Independent, Fee-Only Financial Advisor

Friday, November 20, 2015

Financial Lessons from 2015!

Susan and I had a lot of fun coming up with financial lessons we learned from events in 2015. I was super excited to see Ashley Redmond of include them all in her article! While the news about rising wages may have the most important impact on your pocket, there were lessons to be drawn from One Direction splitting up, Lamar Odom falling into a coma and even the excitement of getting new, high resolution photos of Pluto!
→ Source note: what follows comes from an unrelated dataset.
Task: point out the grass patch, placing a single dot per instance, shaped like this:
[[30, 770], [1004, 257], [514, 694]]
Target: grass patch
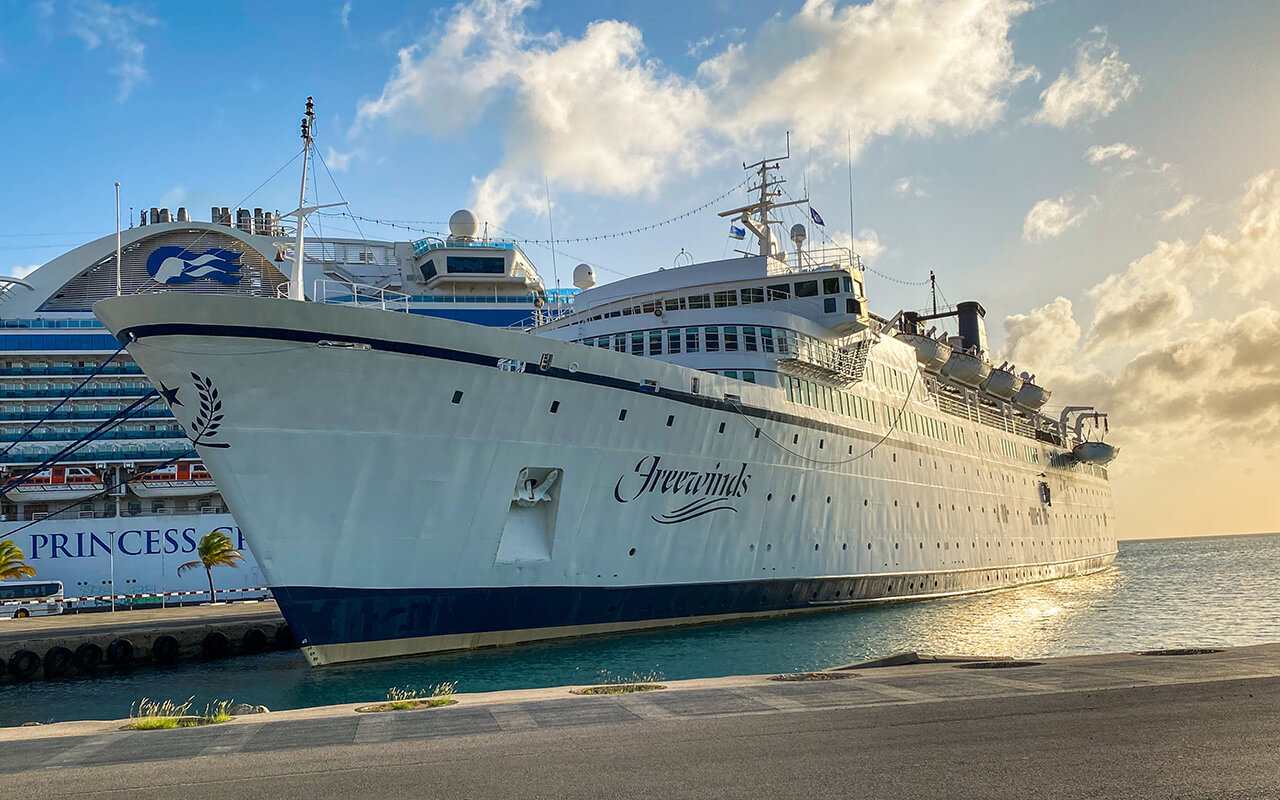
[[608, 684], [408, 699], [149, 714]]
Here were a few of the lessons I found in recent news:

  • There has been some pretty cool news coming from outer space this year. New Horizons has sent us our best images of the surface of Pluto and we have our best evidence yet that there is water on Mars! These are amazing accomplishments that were a very very long time in the making. These are a good reminder that it is important to stay focused on long term goals, even when there is trouble in the short term.
  • The shocking and tragic story of Lamar Odom is a harsh reminder that estate planning is not just for the elderly! Estate plans need to be made early, and updated at any major life event. While I do not know the details of his planning, things like a Will and a Medical Directive are super important for people at any level of assets or relationship status. These need to be updated whenever anything changes, such as a marriage, divorce, birth of a child or retirement.
  • We were all very shocked, of course, when Zayn Malik left One Direction. When the entire band announced they will go on hiatus in 2016, our inner tween fell into deeper despair. Like a working relationship, it is important to always evaluate our financial relationships. Sometimes it is a budget item that just has to go to make room for another, or maybe an adviser that just isn’t providing appropriate advice anymore. One of the hardest relationships to break off is one with a sentimental stock, maybe an old family gift or a company a retiree has pledged undying loyalty to. These are important to evaluate in the context of the investor’s entire portfolio and sometimes, the stock just does not fit with the investor’s goals anymore. Always evaluate your financial relationships and make sure they are still fully aligned with your own financial goals.
  • Exciting for workers everywhere, Target, Wal-Mart and several other very large employers announced that they would be raising wages. While this is a direct boost to those workers paychecks, it will also spread to, and lift the fortunes of all other low-wage workers. These wages aren’t being raised because the employers are kind and loving people, but because they are having a hard time filling positions. Raising the wages effectively puts an above minimum wage floor on what an American worker will be earning going forward. This will likely lead to inflation of basic goods in the coming year, however.
  • Tesla made big headlines when their Model S was awarded 103 of 100 in the consumer reports rating system - the highest they ever awarded. This was gold in the hands of their confident promotor and CEO, Elon Musk. On the surface, it is an amazing car, incredibly safe, incredibly fun to drive and quite good looking to boot! Digging deeper into the Consumer Reports article, I noticed one glaring flaw. The car was very new, with little operating history. The section on brand reliability was essentially ignored. Reliability is a major factor when buying a car! Fast forward to a few days ago, some reliability numbers came out and they were “worse than average”. If you had bought a Tesla already, you might not be so happy about your future with it. If you had done a bit of deeper digging at the time, you might have suspected the reliability adjustment was coming (even an article sent to me by a Tesla salesman mentioned having to get a motor replaced). This lesson of doing your research can be applied to a lot of things, but particularly to investing. Far too often I see a mutual fund with a short operating life and a great track record being pitched to me or my clients. Without digging deeper into the sources of return and the risks being taken, you can’t build a realistic outlook for the future of the fund. A long operating history is no guarantee of future success (look at Volkswagen!) but it provides a lot more data for you to understand what you are getting into.